For as long as I can remember, I looked upon d’Yquem as strictly a desert wine. My stereotype was broken when I was doing research for this article. I found out that the wine is an excellent accompaniment to some dinner preparations such as roasted fowl and duck. You can follow this up with your cheese course, but make sure that Blue Cheese, (”Bleu” if you prefer) is included.

Let’s go back to the time when the Classification of 1855 was established. The committee that Napoleon appointed thoroughly investigated the wines from the Sauternes, Gironde region in the southern part of the Bordeaux vineyards known as Graves. They evaluated several wines from this district and came to the conclusion that d’Yquem was in a class by itself. The wine was immediately designated as a PREMIER CRU SUPERIOR (Superior First Growth).

Why was the committee even in this area? The answer is that they knew that Semillon and Sauvignon Blanc grapes were grown in the Sauternes. Combine that with the knowledge that those species of grapes from the area were susceptible to the condition called “noble rot.” Botrytis cinerea is a beneficial fungus that’s necessary to produce many of the world’s great sweet wines. When the mold attacks the grapes it turns the them gray in color. The mold is now living in the skin and using up a significant amount of available water. This concentrates the sugar, flavor, and acid of juice that remains so that a complex wine of exceptional sweetness can develop. All of this sounds pretty yucky, but it takes place behind the scenes and the end result is a bottle of wine that will set you back more than a week’s pay.

Ownership of Chateau d’Yquem is now in the control of the luxury goods giant LVMH Moet Hennessey-Louis Vuitton. Two hundred fifty acres of the available 310 acres are under vine. The vines consist of 80% Semillon and 20% Sauvignon Blanc.
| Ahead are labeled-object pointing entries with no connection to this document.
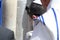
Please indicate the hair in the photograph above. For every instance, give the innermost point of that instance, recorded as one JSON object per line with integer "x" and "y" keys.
{"x": 35, "y": 9}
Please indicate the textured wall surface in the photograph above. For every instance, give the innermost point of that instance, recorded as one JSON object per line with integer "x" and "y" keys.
{"x": 9, "y": 14}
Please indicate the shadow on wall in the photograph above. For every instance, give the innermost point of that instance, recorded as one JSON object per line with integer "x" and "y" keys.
{"x": 26, "y": 24}
{"x": 4, "y": 13}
Harvesting is carefully timed and, on average, six passes are made to hand select the botrytized grapes. Very tedious work indeed! This work will result, in a good year, in approximately 100,000 bottles (that is bottles, not cases) or $10,000,000 in sales. The average year will yield only 65,000 bottles.
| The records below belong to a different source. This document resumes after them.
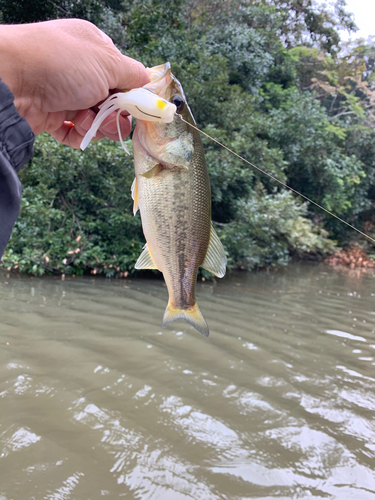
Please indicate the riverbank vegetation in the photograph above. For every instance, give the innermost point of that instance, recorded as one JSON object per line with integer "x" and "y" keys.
{"x": 268, "y": 78}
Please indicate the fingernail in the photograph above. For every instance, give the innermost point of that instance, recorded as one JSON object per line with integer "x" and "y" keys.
{"x": 109, "y": 127}
{"x": 87, "y": 122}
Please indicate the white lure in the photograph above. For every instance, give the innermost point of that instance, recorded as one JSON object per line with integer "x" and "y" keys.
{"x": 140, "y": 103}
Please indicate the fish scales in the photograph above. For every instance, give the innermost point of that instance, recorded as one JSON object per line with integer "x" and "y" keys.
{"x": 174, "y": 200}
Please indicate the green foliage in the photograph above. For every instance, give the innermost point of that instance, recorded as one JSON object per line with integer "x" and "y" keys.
{"x": 76, "y": 212}
{"x": 268, "y": 228}
{"x": 266, "y": 79}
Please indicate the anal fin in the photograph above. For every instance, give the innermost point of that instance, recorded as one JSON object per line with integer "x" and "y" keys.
{"x": 145, "y": 260}
{"x": 216, "y": 260}
{"x": 192, "y": 315}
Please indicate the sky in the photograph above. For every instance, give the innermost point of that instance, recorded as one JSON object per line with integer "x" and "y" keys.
{"x": 364, "y": 14}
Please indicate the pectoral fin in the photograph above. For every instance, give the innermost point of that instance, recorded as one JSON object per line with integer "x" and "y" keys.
{"x": 154, "y": 171}
{"x": 134, "y": 189}
{"x": 216, "y": 260}
{"x": 145, "y": 260}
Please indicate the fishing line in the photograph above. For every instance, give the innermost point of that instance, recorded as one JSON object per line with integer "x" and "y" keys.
{"x": 280, "y": 182}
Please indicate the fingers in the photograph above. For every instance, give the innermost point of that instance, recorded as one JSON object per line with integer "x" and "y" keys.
{"x": 127, "y": 73}
{"x": 72, "y": 132}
D’Yquem is a wine of limited appeal. Those that like an ultra-sweet wine will appreciate it and spend the money for it. Those folks who do like the wine, if they research it, will find that the staff at d’Yquem is as particular about quality as any staff could be. Imagine declaring an entire crop not worthy of the d’Yquem name and selling it anonymously on the open market. This has actually happened ten times since 1910.

Chateaux d’Yquem is available in Lowcountry stores that retail fine wines. Make sure that your debit card has a good slug of cash remaining.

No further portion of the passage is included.